Der Mann zögerte. Der Konsul bedeutete ihm ruhig, an der Tür zu warten. Ohne den Verhafteten aus den Augen zu lassen, trat der Hauptmann schließlich so weit beiseite, dass Arnau die Angehörigen des toten Seemanns wieder sehen konnte.

»Urteil zugunsten der Witwe und Kinder«, erklärte er ruhig. »Sie erhalten die Hälfte des Lohnes für die gesamte Fahrt und nicht nur für zwei Monate, wie vom Schiffseigner vorgesehen. Anordnung des Gerichts.«

Arnau klopfte mit der Hand auf den Tisch, stand auf und trat vor den Inquisitionsbeamten.

»Gehen wir«, sagte er.

Die Nachricht von Arnau Estanyols Verhaftung verbreitete sich in Barcelona und machte dann über Adlige, Händler und einfache Bauern die Runde in Katalonien.

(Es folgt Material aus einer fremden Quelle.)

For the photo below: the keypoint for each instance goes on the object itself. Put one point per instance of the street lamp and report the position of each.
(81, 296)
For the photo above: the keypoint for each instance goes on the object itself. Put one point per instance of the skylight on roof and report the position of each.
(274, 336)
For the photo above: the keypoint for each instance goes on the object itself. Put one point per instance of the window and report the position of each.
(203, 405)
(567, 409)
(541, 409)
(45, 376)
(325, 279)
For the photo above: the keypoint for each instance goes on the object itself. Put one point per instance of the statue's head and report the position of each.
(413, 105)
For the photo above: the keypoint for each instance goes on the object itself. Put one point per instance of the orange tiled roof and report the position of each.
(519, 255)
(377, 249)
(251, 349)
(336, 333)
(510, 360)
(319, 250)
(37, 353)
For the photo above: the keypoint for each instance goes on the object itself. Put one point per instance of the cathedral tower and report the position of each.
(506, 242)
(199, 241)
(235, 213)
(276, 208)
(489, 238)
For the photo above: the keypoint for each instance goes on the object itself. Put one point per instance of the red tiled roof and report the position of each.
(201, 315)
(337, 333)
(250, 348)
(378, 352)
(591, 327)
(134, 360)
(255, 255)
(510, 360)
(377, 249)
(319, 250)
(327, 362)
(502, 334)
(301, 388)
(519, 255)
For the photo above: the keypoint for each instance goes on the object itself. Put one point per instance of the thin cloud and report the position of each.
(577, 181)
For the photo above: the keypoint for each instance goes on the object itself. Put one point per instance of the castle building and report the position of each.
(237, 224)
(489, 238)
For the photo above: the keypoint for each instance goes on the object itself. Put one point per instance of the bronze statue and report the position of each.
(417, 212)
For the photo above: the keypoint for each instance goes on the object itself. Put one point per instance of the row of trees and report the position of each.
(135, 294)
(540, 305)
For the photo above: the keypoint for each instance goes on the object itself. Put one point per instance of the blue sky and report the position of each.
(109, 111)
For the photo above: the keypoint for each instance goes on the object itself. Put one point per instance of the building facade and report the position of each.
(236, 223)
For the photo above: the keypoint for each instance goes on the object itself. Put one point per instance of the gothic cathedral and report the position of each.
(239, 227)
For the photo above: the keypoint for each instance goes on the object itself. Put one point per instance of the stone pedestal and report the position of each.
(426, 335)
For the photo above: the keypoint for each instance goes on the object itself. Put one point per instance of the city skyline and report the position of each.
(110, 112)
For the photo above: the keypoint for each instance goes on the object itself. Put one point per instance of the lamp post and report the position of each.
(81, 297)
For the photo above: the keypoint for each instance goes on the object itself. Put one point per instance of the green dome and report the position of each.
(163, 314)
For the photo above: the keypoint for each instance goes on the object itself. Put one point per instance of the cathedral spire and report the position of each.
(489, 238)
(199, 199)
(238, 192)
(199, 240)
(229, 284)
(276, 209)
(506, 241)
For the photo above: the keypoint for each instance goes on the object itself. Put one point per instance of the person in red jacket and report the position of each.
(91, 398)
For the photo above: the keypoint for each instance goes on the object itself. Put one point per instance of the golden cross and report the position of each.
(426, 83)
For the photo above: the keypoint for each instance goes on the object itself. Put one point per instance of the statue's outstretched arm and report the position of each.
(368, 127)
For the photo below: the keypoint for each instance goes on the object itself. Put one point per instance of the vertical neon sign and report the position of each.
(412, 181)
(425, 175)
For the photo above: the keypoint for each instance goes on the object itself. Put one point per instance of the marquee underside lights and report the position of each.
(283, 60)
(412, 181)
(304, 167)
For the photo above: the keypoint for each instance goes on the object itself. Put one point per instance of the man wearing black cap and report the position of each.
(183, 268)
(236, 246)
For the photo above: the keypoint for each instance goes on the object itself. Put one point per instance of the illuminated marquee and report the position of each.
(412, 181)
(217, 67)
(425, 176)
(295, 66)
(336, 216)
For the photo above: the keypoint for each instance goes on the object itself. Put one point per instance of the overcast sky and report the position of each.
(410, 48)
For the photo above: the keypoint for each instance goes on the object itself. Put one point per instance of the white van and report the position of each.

Einige Tage später erreichte die Neuigkeit auch einen Inquisitor in einem Städtchen im Norden des Prinzipats, wo dieser gerade eine Gruppe von Einheimischen in Angst und Schrecken versetzte.

Joan sah den Inquisitionsbeamten an, der ihm die Nachricht überbrachte.

»Es scheint zu stimmen«, erklärte dieser.

Der Inquisitor sah seine Zuhörer an. Arnau verhaftet? Wie konnte das sein?

Er blickte erneut zu dem Beamten und dieser nickte mit dem Kopf.